Par Y.B.-- 13-Avr-2019 51

ALGÉRIE/ POLITIQUE : Après ce huitième vendredi, ‘’A qui s’adresser, maintenant ?’’

Une question que les Algériens ont posée durant ces marches du vendredi 8. Malgré le dispositif sécuritaire, notamment les barrages filtrants à Tizi-Ouzou, Bouira, Boumerdés, Bejaia, Blida, Tipasa, des vagues de citoyens ont déferlé sur la capitale, pour converger vers les places Audin et la Grande Poste. Un seul message : refus de l’option Bensalah, comme issue à la sortie de crise.

D’ailleurs, le président par intérim en a pris le gros lot : « Bensalah ma yeslah », « non à la transition avec les trois B », « Pas d’élection avec les experts de la fraude » ,  « peuple souverain ne veut pas de Bensalah » ont scandé les manifestants. Bensalah est brocardé sur des photos, de dessins le montrant sous les apparences d’Hitler avec sa célèbre moustache.   Ou encore installé au bureau d’El Mouradia recevant des ordres de Said Bouteflika.

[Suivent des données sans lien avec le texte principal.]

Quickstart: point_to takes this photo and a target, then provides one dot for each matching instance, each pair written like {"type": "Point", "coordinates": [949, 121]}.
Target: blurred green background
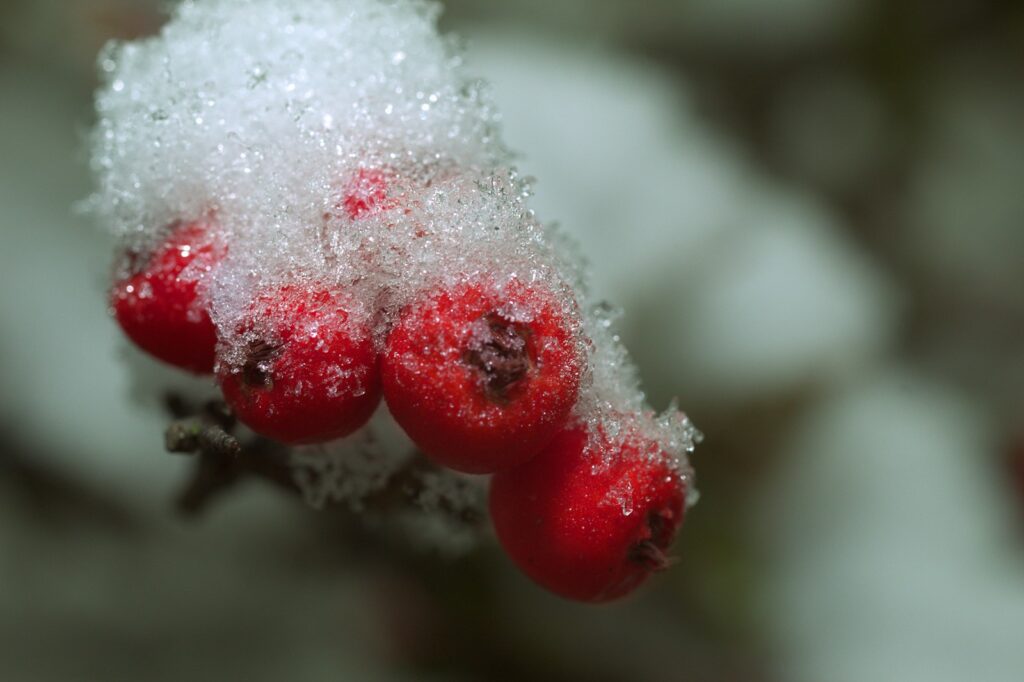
{"type": "Point", "coordinates": [811, 212]}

Gaid Salah, lui, aussi e a pris pour son grade de la part d’une foule qui n’a pas apprécié son changement de ton, après avoir clamé depuis le début du moment que  « l’Armée est avec le peuple »   En écho à cet colère contre El Gaid des slogans genre « les généraux ne sont pas l’Armée », « Gaid Salah tend le piège , mais le peuple n’est pas dupe », « l’Armée manœuvre, mais le peuple décide ».

Malgré la sortie de millions d’Algériens dans la rue huit vendredis de suite, le pouvoir algérien est resté sourd et prisonnier de ses réflexes. Après avoir tenté toutes les manœuvres et toutes les manipulations, il opte pour la manière forte. Mollement pour l’instant, mais il réprime.

Son message est on ne peut plus clair : hors de question de céder sur l’essentiel. Selon les spécialistes, ce qui s’est passé ce vendredi 12 avril au centre d’Alger confirme les appréhensions qui ont suivi les événements de la semaine. Le pouvoir a montré des signes inquiétants dès mardi. Sur le plan politique, un fait accompli a été imposé au peuple avec l’intronisation d’Abdelkader Bensalah comme chef de l’État intérimaire, conformément à la solution constitutionnelle voulue par l’armée. Une « solution » qui implique aussi le maintien des non moins décriés Noureddine Bedoui et Tayeb Belaïz aux postes respectifs de Premier ministre et de président du Conseil constitutionnel.

La manifestation de ce huitième vendredi ressemble aux précédentes par son esprit festif et bon enfant. Le vert, blanc, rouge  du drapeau algérien tranche dans le décor. Brandi, porté autour de épaules, autour de la taille, en chapeaux, en forme de cœur, l’amblée national dans tous ses états !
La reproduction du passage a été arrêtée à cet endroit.